The Tsimshian have a well-known story about how secret societies were acquired by two brothers out fishing. The Haida version is different: according to it, secret societies stolen by one of their own supernatural beings, Qingi, who travelled from Haida Gwaii in a small black canoe called Tobacco Canoe to the house of the Chief of the Undersea World. One part of the long story illuminates some features of Haida dance hats:

Qi'ngi sat by himself on one side of the house, and at intervals opened his bag, took out a piece of dried salmon, and ate it. For this all of the supernatural beings laughed at him. Then he put on a tall dance-hat and began to dance. At once they heard the "spirits" (secret-society whistles), --the first time that human beings had heard them. These whistling sounds were caused by flickers. Qi'ngi's hat now began to grow; and as it grew, sea-gulls and cormorants flew from the joints, and scattered their excrement over everybody, so that the supernatural beings covered up their faces. By and by his hat shrank again, and he took it off.

The living beings flying out from the joints of the stack of rings on the dance hat are a revealing reference to the Haida belief that the rings represent the spinal column of supernatural beings and are a source of new emerging life.
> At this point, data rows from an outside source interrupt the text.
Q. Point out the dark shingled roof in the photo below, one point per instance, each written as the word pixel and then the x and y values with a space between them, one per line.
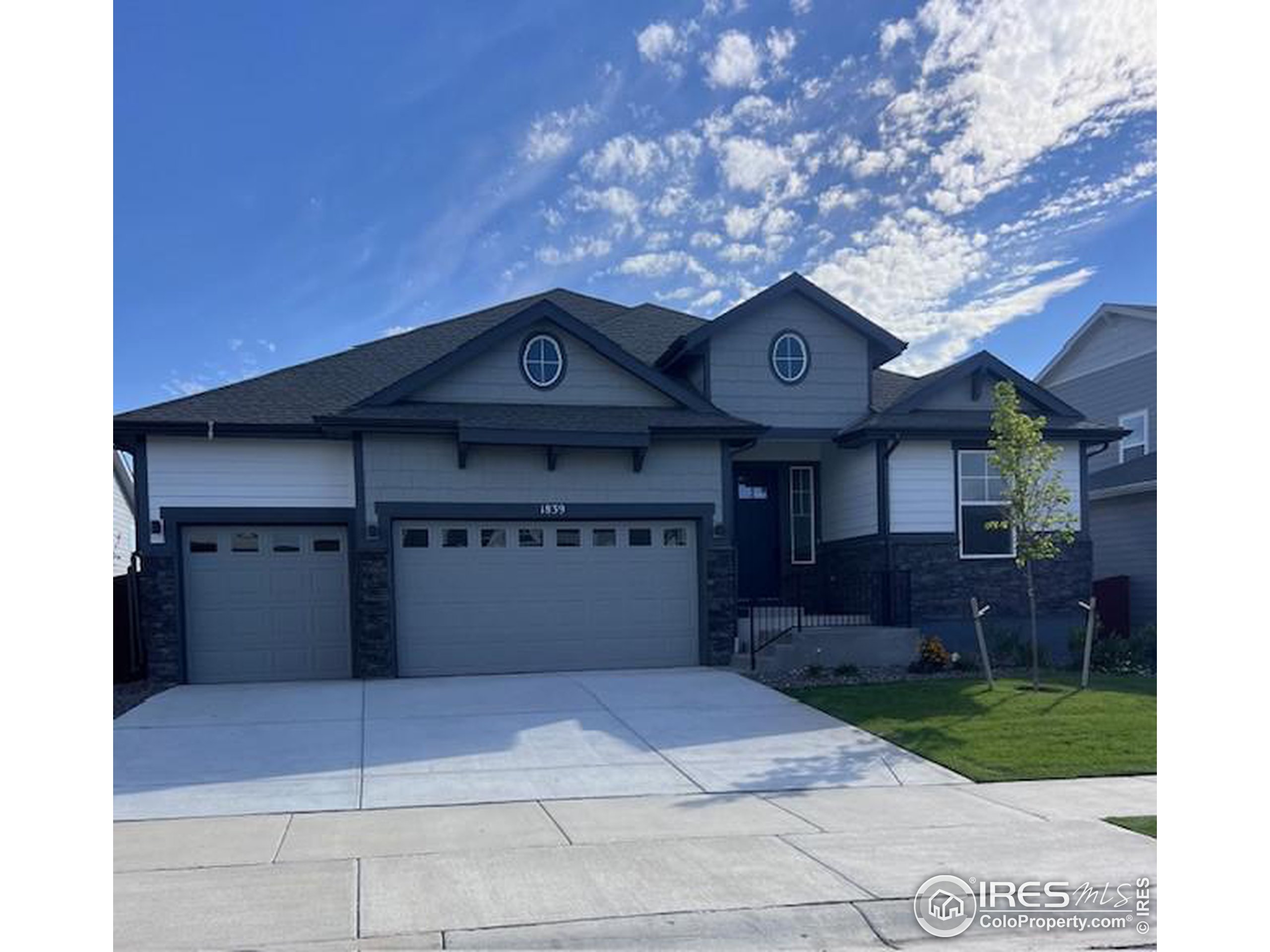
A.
pixel 1127 474
pixel 295 395
pixel 548 416
pixel 890 386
The story ends with Qingi escaping with the new dances he had seen and introducing them to the Haida.




VII-X-31
VII-B-129.2
A wooden Killer Whale dorsal fin ornament with streamers of human hair. As many as five similar fins were tied to dance cloaks, or a single one was tied to the head of a dancer.
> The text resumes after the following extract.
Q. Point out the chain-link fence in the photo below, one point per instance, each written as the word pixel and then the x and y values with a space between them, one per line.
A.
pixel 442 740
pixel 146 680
From a donated collection, no specific acquisition information.
CMC VII-X-31 (S94-6783)
A dancing spear that belonged to the Warrior Society, shown here in its entirety as well as a close-up of the carved point. The alternating thick and thin spiral lines imitate patterns observed on the legs of tables and chairs aboard European ships.
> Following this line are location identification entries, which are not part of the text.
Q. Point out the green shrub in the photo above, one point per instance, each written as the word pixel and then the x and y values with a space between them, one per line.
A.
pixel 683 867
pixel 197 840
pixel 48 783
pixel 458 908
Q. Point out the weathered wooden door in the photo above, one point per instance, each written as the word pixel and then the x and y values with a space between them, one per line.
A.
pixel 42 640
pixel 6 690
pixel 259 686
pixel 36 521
Collected on Haida Gwaii in 1879 by Israel W. Powell.
CMC VII-B-129.2 (S4192.2)




Among the Haida, the winter dances had died out around 1875, although they were given sporadically for another decade. There are, consequently, few eyewitness accounts of the performances. Nevertheless, Curtis was able to find Haida who still vividly recalled such events from their childhood:

Little children could be initiated into the society . . . They spent the eleven days behind the curtain, supposedly dead for eight days and absent with the spirits for the remaining three, and when the dancing began they came out and stood in front of the curtain . . .
After retiring behind the curtain the elder initiates also remained in concealment for eleven days, except that in the evenings of the first eight days they came out in full paraphernalia and went with characteristic actions through the village. During the day they too were supposedly lying dead behind the curtain.
At the end of eight days many whistles sounded in the woods, and gradually receded, and it was said that the spirits of the initiates were being carried away by supernatural beings. For the next three days the initiates remained in constant hiding. Then on the twelfth morning those initiates who were to represent dancers appeared on the beach as if they were wild creatures just come out of the woods after their absence with the supernatural beings. The members of the fraternity proceeded in a body to catch them with ropes, and dragged them into a house (not the skasnai) and behind a curtain. In the evening all the people, regardless of membership in the society, assembled in the skasnai to exorcise the spirit that possessed the initiates.
The female members danced in their various characters, and then the initiates, led in through the front door by their attendants, danced round the fire and retired behind the curtain. They reappeared and performed several times in different costumes until they were "tamed." The night was passed in dancing and performing sleight-of- hand tricks such as seemingly decapitating an initiate and restoring his life.